As he surveys the contract logistics environment and looks ahead to the next 12 months, Schoenfeld sees a growing number of U.S. firms re-shoring operations that up until now have been located overseas. Others are near-shoring their operations in countries like Mexico. Both groups are watching the trade wars and global tariff situation closely and trying to minimize the negative financial impacts associated with those issues.
That trend could translate into more growth for the contract logistics field in 2019. “Any manufacturing that comes back to the U.S. is a growth opportunity for contract logistics,” says Schoenfeld, who, despite the trade wars and recent stock market fluctuations, has yet to hear any negative feedback from customers about the economy or their respective businesses.
“Short of a recession with significant layoffs and/or other nationwide impacts that could push down wages, I don’t see demand for contract logistics slowing down in 2019,” says Schoenfeld. “Here at DB Schenker, we’re still going to be pushing volumes like crazy, trying to stay ahead of demand, and continue to invest in and retain good people.”
Robotics and Automation Come into the Picture
In an era of strong economic conditions and rising labor rates, it’s getting more and more expensive to move a carton, case, or pallet through the supply chain. With the dearth of skilled labor not expected to improve anytime soon, and with labor rates steadily increasing, Schoenfeld says the focus is now on using automation, robotics, and alternative material handling methods to complete fulfillment- and distribution-related tasks.
“I’m not sure if we’re going to get there in 2019, but just the concept of robotics alone could have profound effects on how companies manage their supply chains,” says Schoenfeld. “Being able to work side-by-side with a robot—handling similar, if not the exact same functions that a human performs today, but without the lunch breaks and healthcare costs—is something a lot of companies are looking at right now.”
Up until recently, the idea of the “lights-out” warehouse, where robotics and automation manage fulfillment around the clock in the dark (figuratively speaking), had been put on the backburner due to the high equipment and technology costs. The lack of flexibility also came into play, with companies being asked to pour millions of dollars into warehouses and fulfillment centers that could at any minute need to be altered to meet changing customer demands.
A Flexible Fulfillment Option
By infusing flexible robotics and automation into the warehousing environment, logistics providers like DB Schenker are finding new ways to offset long-standing challenges such as the shrinking labor market and the demands of high-velocity e-commerce business models.
Working with IAM Robotics, for example, the logistics provider is looking not only at how to improve today’s warehousing operations and improve their flexibility, but also at what those warehouses will look like 5-10 years from now—and what future technologies can be deployed to make those visions a reality.
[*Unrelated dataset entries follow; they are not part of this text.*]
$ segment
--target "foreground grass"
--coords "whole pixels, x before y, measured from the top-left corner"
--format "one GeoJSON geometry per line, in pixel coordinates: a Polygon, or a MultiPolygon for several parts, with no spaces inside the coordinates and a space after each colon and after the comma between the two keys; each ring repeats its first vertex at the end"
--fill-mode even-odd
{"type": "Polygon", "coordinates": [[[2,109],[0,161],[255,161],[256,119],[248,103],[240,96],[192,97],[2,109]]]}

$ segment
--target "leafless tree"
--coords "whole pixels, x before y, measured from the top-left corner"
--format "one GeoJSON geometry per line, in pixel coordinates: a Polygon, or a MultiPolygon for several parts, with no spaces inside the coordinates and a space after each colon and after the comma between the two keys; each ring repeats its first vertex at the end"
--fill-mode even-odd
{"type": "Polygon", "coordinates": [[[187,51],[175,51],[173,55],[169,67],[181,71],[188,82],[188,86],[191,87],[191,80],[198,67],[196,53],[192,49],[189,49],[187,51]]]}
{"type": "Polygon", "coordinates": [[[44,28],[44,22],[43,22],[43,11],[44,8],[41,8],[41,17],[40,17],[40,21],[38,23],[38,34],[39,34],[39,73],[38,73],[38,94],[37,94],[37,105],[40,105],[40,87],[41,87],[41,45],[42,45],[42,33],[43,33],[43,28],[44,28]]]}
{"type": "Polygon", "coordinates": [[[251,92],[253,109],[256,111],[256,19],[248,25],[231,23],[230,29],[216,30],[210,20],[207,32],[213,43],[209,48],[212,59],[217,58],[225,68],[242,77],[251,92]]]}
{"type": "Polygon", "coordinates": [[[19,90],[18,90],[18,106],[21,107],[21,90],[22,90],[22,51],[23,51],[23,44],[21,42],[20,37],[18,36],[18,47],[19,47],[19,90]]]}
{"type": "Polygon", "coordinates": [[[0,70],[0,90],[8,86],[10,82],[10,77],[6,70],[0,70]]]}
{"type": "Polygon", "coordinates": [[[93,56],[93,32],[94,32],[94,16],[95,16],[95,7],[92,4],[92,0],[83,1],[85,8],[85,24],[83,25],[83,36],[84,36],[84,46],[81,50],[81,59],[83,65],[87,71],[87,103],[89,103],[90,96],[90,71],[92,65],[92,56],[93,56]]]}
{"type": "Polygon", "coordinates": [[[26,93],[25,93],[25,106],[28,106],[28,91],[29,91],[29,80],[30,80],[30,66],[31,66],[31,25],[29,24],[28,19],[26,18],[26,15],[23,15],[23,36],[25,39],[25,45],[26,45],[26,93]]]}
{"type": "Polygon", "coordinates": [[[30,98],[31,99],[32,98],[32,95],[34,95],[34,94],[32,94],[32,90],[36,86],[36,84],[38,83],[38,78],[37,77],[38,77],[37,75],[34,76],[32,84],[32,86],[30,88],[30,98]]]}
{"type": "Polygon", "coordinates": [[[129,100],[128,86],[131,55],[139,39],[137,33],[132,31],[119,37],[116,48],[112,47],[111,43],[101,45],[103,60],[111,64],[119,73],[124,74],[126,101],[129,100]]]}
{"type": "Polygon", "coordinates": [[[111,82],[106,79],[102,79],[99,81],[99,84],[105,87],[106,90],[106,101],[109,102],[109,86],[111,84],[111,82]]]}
“Here in the U.S., we’ve traditionally just thrown labor at the problem because labor was, well, relatively available,” says Schoenfeld. “Since that’s no longer the case, we’re all now looking at ways to blend robotics and automation into their operations in order to gain efficiencies.”
To shippers that are enhancing their own facilities and/or working with contract logistics providers to get their products to market, Schoenfeld expects 2019 to be a year for new opportunities and new challenges.
“Shippers should be prepared to absorb some of the costs associated with labor, transportation, and real estate,” he points out. “They should also be looking ahead and investing in alternative solutions (i.e., automation and robotics) in order to set themselves up for future success.”